'Mom': Anna Faris & Allison Janney Celebrate 100th Episode
Raise a glass of nonalcoholic wine! The CBS comedy Mom—which mines laughter (and plenty of tears) from the highs and lows of living with addiction—is celebrating 100 episodes. And what a journey it’s been.
Initially, the series explored the combative relationship between estranged mother-daughter duo Bonnie (Allison Janney) and Christy (Anna Faris) as they raised single mom Christy’s two kids. But the show gradually shifted to focus less on nuclear-family dysfunction and more on Bonnie and Christy’s support group family dysfunction, with both characters fighting to maintain their sobriety.
Over the years, Mom has been lauded by critics for its frank, often dark look at the recovery process, and Janney has won two Outstanding Supporting Actress Emmys. “It’s really outgrown my initial idea of what I thought it could be,” executive producer Chuck Lorre says.
Through it all, Janney and Faris have remained the show’s emotional core. “They’re masterful actresses, in both deeply dramatic moments and in over-the-top physical comedy moments,” Lorre says. “They always make the material better than it is on the page. That’s a gift, as a writer, to know if you pen a decent scene, it’s going to be a great one when they’re done.”
Offscreen, the pair couldn’t be closer. When they sat down with us to reflect on 100 episodes, they leaned on each other—literally and figuratively.
You’re clearly close now, but what were your first impressions of one another?
Anna Faris: We have a bunch of mutual friends. Way before the show, Lance Bass and a few other people said, “Oh my God, you would love Allison Janney!”
Allison Janney: I knew Anna’s work. I could tell from watching her performances that I’d have fun with her. Mostly because she takes risks. She’s not afraid to make a fool of herself.
Faris: It’s a part of my daily life!
Janney: Since then, we’ve had the time to build up a real relationship. Sometimes Bonnie and Christy seem like sisters, which is probably more truthful to what the dynamic is between us.
Faris: Are you going to write that we’re holding hands right now? [Both laugh]
The show has evolved from one about a biological family into a show about addiction, recovery and the family you create when you’re going through that. Were you involved in the change?

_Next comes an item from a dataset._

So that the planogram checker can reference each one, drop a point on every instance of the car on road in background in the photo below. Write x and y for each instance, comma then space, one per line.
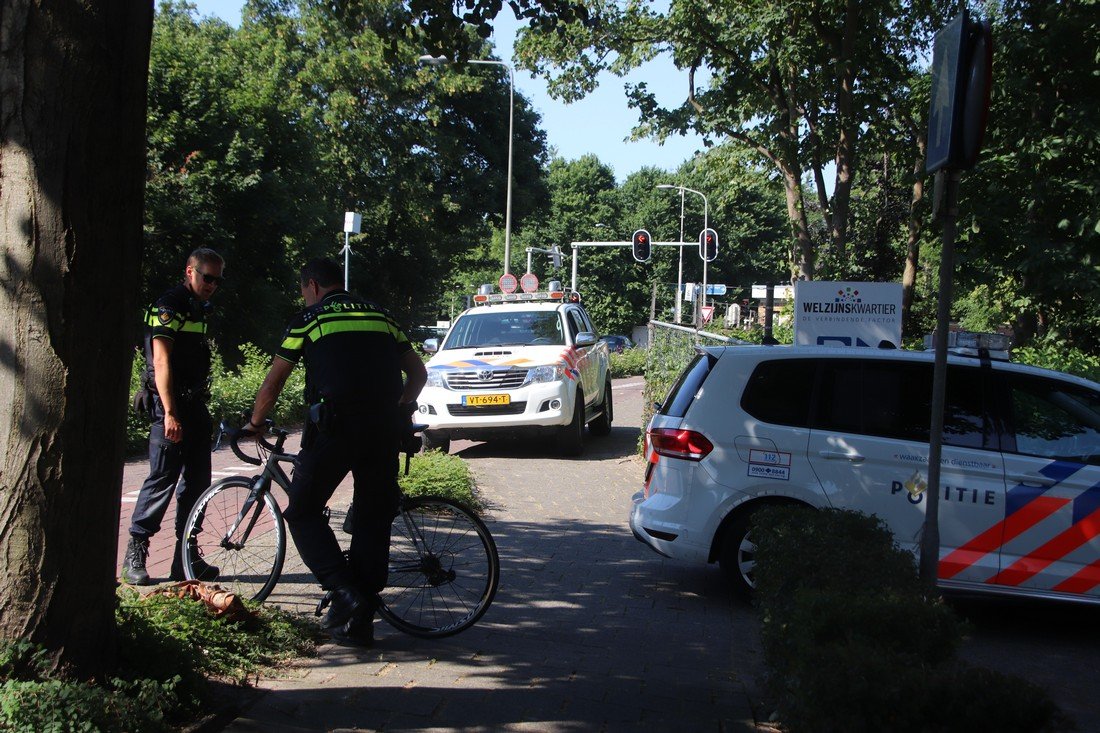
518, 364
617, 343
1019, 499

Janney: I never talked about it with the writers, but it just made sense. They saw what a powerful component [those themes] were. Recovery doesn’t care who you are, it doesn’t discriminate, and because of that you get characters played by [series regulars] Mimi Kennedy, Jaime Pressly and Beth Hall, so many interesting women who come into their lives. But I always love when the family stuff comes back in.
Faris: It’s nice, this season, to have a little romance too. Bonnie’s relationship with her boyfriend, Adam [William Fichtner], is amazing.
Janney: I do love that. And now Christy is with Adam’s brother, Patrick, played by the brilliant Steven Weber.
And he factors into Episode 100, right?
Janney: Yes. Christy and Patrick are in a committed relationship—they’re just having some trouble with the location part of it.
Faris: It’s long-distance!
Janney: Christy is trying to make it work, and her car breaks down. So she can’t get to Santa Cruz, where Patrick is.
Faris: I love how you took control of the question! Can you do this all day?
Janney: I’m speaking for Anna because she is exhausted and I need to take care of her! So her car breaks down, and it becomes a Planes, Trains and Automobiles episode.
Mom is clearly a situation comedy, but it doesn’t shy away from heavy topics—death, cancer and relapse have all been explored. What is it like walking the line between comedy and drama?
Faris: I love that the writers have the courage to not back away from very meaningful storylines. For me, as an actor who’s done so much comedy before, it’s great to be able to explore these darker areas.
Janney: Humor is the only way to survive the things we go through. People come up to me with tears in their eyes, saying they have so many years of sobriety and how grateful they are to see something that illustrates how they live: with hope, dignity and laughter. [Faris nods in agreement]
Faris: The audience is very passionate about the show. I still get really nervous every Friday night before we walk out!
Janney: I do, too. That’s a good sign. It shows you care about what you do. And I would be happy to do this show for many more years. One hundred more!